Ey benim Blagay’ım suyun acep nereden?
Dağlar kayalar senin o masmavi dereden
Yürüyüp gidiyorsun adın senin Buna mı?
Tuna’yı özlüyorsun yoksa derdin ondan mı?
Ey azgın akan nehir senin ismin Tuna mı?
Kollarında uyuyan Drina mı? Sava mı?
Buluşmanız dalgalı hızlı ve akıntılı,
Geldim Tuna boyuna aklım hep takıntılı…
Tuna’ya akan Bosna dağdan mı ovadan mı?
Begoviç’in selamı şimdi de Buna’dan mı?
Ben bir garip kuş olsam Blagay’ın bağında
İnlesem su sesiyle dervişler otağında…
Belgrad kalesinden gördüm yaşlı Tunamı,
Hasretle kavuşmak mı bütün derdin Sava mı?

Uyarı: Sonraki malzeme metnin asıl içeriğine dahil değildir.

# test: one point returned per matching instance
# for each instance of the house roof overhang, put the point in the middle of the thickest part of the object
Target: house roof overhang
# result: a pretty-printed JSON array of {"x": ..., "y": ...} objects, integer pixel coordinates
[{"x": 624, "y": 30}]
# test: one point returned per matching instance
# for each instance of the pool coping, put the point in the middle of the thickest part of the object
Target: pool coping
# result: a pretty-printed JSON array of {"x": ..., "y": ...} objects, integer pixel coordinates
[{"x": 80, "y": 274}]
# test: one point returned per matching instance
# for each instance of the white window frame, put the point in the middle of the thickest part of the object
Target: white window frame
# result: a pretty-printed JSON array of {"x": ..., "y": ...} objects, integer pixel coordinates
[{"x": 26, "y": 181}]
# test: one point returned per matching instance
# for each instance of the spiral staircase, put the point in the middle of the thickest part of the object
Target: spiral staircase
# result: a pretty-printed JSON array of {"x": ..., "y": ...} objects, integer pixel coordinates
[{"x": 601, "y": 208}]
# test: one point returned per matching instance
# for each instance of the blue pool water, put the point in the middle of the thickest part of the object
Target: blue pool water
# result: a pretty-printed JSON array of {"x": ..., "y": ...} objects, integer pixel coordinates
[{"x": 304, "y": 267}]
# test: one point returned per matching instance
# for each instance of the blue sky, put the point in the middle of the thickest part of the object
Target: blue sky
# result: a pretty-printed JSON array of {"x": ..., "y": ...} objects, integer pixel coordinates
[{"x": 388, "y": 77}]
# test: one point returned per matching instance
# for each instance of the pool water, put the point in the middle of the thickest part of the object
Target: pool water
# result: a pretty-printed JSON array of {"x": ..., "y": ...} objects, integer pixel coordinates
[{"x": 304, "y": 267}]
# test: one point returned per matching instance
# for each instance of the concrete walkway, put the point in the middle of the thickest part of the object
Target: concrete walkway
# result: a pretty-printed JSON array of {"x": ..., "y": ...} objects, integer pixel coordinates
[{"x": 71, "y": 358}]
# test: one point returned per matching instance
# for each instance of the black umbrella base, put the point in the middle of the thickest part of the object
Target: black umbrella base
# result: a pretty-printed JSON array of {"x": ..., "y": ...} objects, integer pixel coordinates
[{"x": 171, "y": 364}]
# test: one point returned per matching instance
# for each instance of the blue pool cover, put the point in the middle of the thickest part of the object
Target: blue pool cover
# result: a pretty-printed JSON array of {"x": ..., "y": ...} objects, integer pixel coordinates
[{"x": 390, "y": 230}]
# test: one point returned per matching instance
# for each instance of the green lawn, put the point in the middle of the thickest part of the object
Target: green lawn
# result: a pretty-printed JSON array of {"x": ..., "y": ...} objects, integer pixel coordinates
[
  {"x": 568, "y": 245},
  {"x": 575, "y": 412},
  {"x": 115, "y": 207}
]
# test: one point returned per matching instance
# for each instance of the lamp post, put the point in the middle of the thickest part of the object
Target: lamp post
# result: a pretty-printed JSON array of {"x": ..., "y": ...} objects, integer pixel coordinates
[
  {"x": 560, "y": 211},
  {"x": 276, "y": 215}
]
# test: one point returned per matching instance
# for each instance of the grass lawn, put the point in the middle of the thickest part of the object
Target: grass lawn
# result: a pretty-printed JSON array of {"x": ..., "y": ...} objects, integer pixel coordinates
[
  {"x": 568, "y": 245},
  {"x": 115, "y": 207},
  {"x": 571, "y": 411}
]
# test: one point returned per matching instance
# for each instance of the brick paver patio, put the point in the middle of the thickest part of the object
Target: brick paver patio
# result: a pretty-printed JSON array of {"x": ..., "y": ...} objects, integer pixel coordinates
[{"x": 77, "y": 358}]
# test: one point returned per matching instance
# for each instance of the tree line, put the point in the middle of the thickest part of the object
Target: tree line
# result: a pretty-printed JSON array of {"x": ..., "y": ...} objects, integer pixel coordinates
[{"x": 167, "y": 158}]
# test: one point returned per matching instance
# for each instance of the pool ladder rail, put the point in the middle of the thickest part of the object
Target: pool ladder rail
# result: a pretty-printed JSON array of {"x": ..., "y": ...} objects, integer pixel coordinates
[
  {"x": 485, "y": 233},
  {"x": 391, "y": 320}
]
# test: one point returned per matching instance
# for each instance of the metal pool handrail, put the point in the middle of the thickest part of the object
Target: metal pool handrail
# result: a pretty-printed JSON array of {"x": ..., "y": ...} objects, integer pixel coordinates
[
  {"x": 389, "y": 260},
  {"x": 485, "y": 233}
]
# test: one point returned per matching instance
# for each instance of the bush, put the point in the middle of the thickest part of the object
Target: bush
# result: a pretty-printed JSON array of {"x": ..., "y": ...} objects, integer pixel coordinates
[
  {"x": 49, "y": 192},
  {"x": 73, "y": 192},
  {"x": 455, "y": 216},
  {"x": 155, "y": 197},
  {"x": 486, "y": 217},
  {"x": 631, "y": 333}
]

Sellerin getirdiği o kocaman ağaçlar
Üstünde uçan kuşlar bizim elden suna mı?
Bir üzüm var bahçemde Blagay tekkesinden
Gözüm gibi bakarım toprağına suyuna
Sarı Saltuk diyarı narına yemişine
Ağlayarak bakarım hayalimde resmine.
Bir toprak var fanusta hüzünlü mü hüzünlü
O toprağın bekçisi Murad Hüdavendigar’dan
Yalnız yatar türbede eti var kemiği yok
Kapısında ağlayan öz yurdundan insan çok…
Gözüm seni arıyor Sarı Saltuk Sultanımız
Nereye bastın acep öğrenciler tacımız
Senin nurlu sözlerin ezelden ilacımız
Bir daha gelmek ise gönülden niyâzımız.